Ten aanzien van hoofdgebouwen binnen de bestemmingen Gemengd, Wonen - 1 en Wonen - 2 wordt onder bestaande situatie verstaan: de hoofdgebouwen zoals aanwezig ten tijde van terinzagelegging van het ontwerpbestemmingsplan 'Broek in Waterland' d.d. 23 november 2007, inclusief uitbreidingen daarvan op basis van verleende vergunningen die vóór die datum zijn aangevraagd, met dien verstande dat in gevallen waarin na voornoemde datum sloop gevolgd door nieuwbouw heeft plaatsgevonden, het op basis van die vergunning nieuw opgeleverde hoofdgebouw als bestaand wordt aangemerkt;

[…]

1.24 bijbehorend bouwwerk:

uitbreiding van een hoofdgebouw dan wel functioneel met een zich op hetzelfde perceel bevindend hoofdgebouw verbonden, daar al dan niet tegen aangebouwd gebouw of ander bouwwerk, met een dak of overkapping;

[…]

1.65 hoofdgebouw:

een gebouw dat, gelet op de bestemming, zowel ruimtelijk als functioneel als het belangrijkste bouwwerk op een bouwperceel kan worden aangemerkt;

[…]

1.121 uitbreiding van het hoofdgebouw:

iedere uitbreiding van het hoofdgebouw met twee of meer bouwlagen, hetzij aan de achterzijde, hetzij aan de zijzijde, waarbij de oppervlakte van het gebouw wordt vergroot;

[…].

17 Wonen-1

17.2.1 Hoofdgebouwen

Voor het bouwen van hoofdgebouwen gelden de volgende regels:

a. als hoofdgebouw worden uitsluitend woningen gebouwd, met dien verstande dat ter plaatse van de aanduiding 'nutsvoorziening' tevens een gebouw ten behoeve van die voorziening mag worden gebouwd;

b. een hoofdgebouw wordt in de naar de weg gekeerde bouwgrens gebouwd;

c. een hoofdgebouw wordt ter plaatse van de aanduiding 'bouwvlak' gebouwd;

d. per bouwperceel wordt maximaal één woning gebouwd;

e. de bestaande afstand van een hoofdgebouw tot de zijdelingse perceelgrens mag niet worden verkleind;

f. voor de oppervlakte, de goothoogte, de bouwhoogte, de kapvorm en de nokrichting van hoofdgebouwen geldt de bestaande situatie.

g. de bestaande diepte van een hoofdgebouw mag niet worden vergroot.

17.4 Afwijken van de bouwregels

17.4.1 Herschikking bouwperceel

Met een omgevingsvergunning kan onder afwijking van het bepaalde in 17.2.1 worden toegestaan dat herschikking van een bouwperceel plaatsvindt, mits:

a. het grondoppervlak aan bestaande bebouwing inclusief aangebouwde bijbehorende bouwwerken, met niet meer dan 25% wordt vergroot en het te bebouwen oppervlak niet meer dan 25% van het bouwperceel bedraagt;

[…]

Artikel 28 Waarde - Beschermd dorpsgezicht Broek in Waterland

28.1 Bestemmingsomschrijving

De voor 'Waarde - Beschermd dorpsgezicht Broek in Waterland' aangewezen gronden zijn, behalve voor de andere daar voorkomende bestemming(en), mede bestemd voor:

het behoud, herstel en de uitbouw van de cultuurhistorische en ruimtelijke waarden van het gebied en zijn bebouwing, als beschreven in Bijlage 1 van deze regels.

28.2 Bouwregels

Het wijzigen van bestaande bebouwing is niet toegestaan.

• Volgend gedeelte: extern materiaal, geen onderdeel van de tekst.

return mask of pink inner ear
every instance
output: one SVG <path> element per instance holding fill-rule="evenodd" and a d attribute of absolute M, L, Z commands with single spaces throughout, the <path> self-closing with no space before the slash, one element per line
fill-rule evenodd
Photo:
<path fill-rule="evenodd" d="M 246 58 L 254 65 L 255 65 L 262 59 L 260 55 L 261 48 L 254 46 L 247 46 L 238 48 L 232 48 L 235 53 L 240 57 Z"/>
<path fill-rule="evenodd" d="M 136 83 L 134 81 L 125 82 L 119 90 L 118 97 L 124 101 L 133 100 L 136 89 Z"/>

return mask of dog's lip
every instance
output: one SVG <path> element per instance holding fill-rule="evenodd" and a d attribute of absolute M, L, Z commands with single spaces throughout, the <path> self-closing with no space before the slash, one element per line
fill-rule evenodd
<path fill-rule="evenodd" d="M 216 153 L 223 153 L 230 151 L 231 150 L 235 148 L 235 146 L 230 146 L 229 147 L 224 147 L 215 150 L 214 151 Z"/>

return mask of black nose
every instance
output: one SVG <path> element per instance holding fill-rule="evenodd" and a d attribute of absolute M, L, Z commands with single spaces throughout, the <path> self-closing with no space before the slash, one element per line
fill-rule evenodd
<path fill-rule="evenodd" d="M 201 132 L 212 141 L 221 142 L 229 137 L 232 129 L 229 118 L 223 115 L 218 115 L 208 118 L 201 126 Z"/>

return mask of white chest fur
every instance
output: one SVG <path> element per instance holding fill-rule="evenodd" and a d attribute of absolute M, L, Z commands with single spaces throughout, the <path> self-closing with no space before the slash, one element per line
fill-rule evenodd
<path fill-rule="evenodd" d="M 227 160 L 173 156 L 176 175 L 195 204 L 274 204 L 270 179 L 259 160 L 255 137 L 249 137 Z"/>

28.4 Afwijken van de bouwregels

Met een omgevingsvergunning kan worden afgeweken van het bepaalde in 28.2 in die zin dat bestaande bebouwing mag worden gewijzigd, mits:

a. dit in overeenstemming is met de regels voor de betreffende bestemming, waaronder begrepen de voor die bestemming opgenomen mogelijkheden om af te wijken van de bouwregels, en;

b. geen onevenredige afbreuk wordt gedaan aan de cultuurhistorische en ruimtelijke waarden van het gebied en zijn bebouwing, als beschreven in Bijlage 1 van deze regels.